75 years ago, NATO was founded as a defense alliance (see: North Atlantic Treaty) against the Soviet Union and was a political alliance from the start. We federalists in particular saw NATO as an opportunity to further unite the Western world. In any case, it helped NATO partners to get closer to one another and to improve the world through mutual exchange - not to mention that many countries were only able to develop under NATO's protection.
Almost from the beginning, however, there were also members who not only wanted to use NATO for their own ends, but were also prepared to torpedo it at every opportunity. As a political alliance, these "minority opinions" were supported to a certain extent and tolerated.
And so the real focus from the beginning was to make the “alliance partners” into alliance partners. The integration of us West Germans can be seen as exemplary, even if the British and French probably agree to this day that Hastings Lionel Ismays motto still holds true: “To keep the Soviet Union out, the Americans in and the Germans down."

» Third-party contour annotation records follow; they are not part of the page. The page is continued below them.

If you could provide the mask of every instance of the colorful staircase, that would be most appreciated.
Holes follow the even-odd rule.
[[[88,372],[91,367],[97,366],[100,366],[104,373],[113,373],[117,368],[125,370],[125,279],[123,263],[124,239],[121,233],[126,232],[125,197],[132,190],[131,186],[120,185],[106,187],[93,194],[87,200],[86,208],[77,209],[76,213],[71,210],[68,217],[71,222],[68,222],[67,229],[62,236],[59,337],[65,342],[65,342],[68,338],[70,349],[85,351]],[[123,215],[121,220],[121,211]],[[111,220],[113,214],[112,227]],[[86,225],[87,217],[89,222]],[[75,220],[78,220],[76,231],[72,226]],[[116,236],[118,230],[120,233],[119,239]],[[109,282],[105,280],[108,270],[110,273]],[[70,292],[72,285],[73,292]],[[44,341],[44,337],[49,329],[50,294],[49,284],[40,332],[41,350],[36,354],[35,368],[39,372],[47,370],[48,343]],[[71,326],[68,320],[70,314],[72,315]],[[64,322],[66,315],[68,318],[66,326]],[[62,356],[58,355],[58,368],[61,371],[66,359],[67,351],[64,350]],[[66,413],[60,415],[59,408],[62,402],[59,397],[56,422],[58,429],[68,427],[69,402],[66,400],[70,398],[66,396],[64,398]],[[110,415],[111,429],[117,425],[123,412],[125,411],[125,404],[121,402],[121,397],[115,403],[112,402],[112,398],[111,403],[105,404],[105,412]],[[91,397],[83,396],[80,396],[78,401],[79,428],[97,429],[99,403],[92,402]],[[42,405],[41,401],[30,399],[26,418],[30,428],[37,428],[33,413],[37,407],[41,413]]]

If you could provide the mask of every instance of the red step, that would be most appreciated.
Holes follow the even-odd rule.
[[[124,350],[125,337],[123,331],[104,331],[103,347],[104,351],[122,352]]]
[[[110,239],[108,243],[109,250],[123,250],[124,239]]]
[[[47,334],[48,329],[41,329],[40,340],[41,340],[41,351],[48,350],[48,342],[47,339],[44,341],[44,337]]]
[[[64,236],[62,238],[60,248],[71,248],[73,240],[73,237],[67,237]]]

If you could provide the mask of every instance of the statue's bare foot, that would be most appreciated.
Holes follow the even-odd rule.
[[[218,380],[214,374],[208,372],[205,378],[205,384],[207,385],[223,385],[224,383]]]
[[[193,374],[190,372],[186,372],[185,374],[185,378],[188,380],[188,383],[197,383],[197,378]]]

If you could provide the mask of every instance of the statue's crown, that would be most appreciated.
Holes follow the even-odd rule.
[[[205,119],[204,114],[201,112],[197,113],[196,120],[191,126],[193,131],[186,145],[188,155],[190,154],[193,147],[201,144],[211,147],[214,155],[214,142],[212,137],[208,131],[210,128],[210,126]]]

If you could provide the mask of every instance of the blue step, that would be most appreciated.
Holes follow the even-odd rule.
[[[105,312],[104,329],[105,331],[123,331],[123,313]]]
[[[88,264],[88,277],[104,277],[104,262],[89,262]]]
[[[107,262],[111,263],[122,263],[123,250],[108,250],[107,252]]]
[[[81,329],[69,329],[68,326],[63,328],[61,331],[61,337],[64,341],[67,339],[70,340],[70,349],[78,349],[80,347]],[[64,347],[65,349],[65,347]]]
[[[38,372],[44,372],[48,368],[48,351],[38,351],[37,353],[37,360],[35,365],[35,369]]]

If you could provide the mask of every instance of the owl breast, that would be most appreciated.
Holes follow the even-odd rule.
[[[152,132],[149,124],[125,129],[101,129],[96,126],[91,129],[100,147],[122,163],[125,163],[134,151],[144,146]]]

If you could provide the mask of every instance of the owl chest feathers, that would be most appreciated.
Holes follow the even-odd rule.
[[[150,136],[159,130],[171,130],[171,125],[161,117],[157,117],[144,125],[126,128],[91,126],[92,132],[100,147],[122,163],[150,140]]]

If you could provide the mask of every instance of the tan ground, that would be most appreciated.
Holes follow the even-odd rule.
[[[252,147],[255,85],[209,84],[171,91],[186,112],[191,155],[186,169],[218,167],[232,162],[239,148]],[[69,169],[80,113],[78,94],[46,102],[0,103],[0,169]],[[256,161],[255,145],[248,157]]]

From the beginning, it was especially the French and, even today, the Turks who have had a difficult time arriving in the West since the 17th century.
In the meantime, NATO has grown so large, similar to the Council of Europe or the EU, that the question of "deepening" or "expansion" must be asked here too. At least some of the former Warsaw Pact countries - Hungary, for example - show that they are not concerned with Western values and democratic politics, but solely with the greatest possible self-interest, which also includes betrayal of the alliance.
But even in the old NATO countries, parts of the population still have reservations about Western values and democratic systems. And these reservations can still be expressed very well in NATO today - especially if one restricts oneself exclusively to its military components.
At a time when NATO has to deal with several attackers (including the Russian Federation and China), these anti-democratic forces can be suppressed as they did in the 1970s and 1980s (see: NATO double-track decision) as a fifth column. And now, slowly but surely, they are pulling out the old stops again (“Petting instead of Pershing”).
For some old politicians, it's a real fountain of youth when, in their old age, they can once again get excited about throwing stones and Molotov cocktails or at least loosening wheel nuts. At the very least, they're once again ranting on all channels.
Like the EU and the Council of Europe, NATO is simply too good for our world. Political systems that rely on the maturity of citizens and their democratic engagement probably have no future. The world will soon belong to the stone throwers again.
I almost forgot. Dear NATO, congratulations on your 75th anniversary!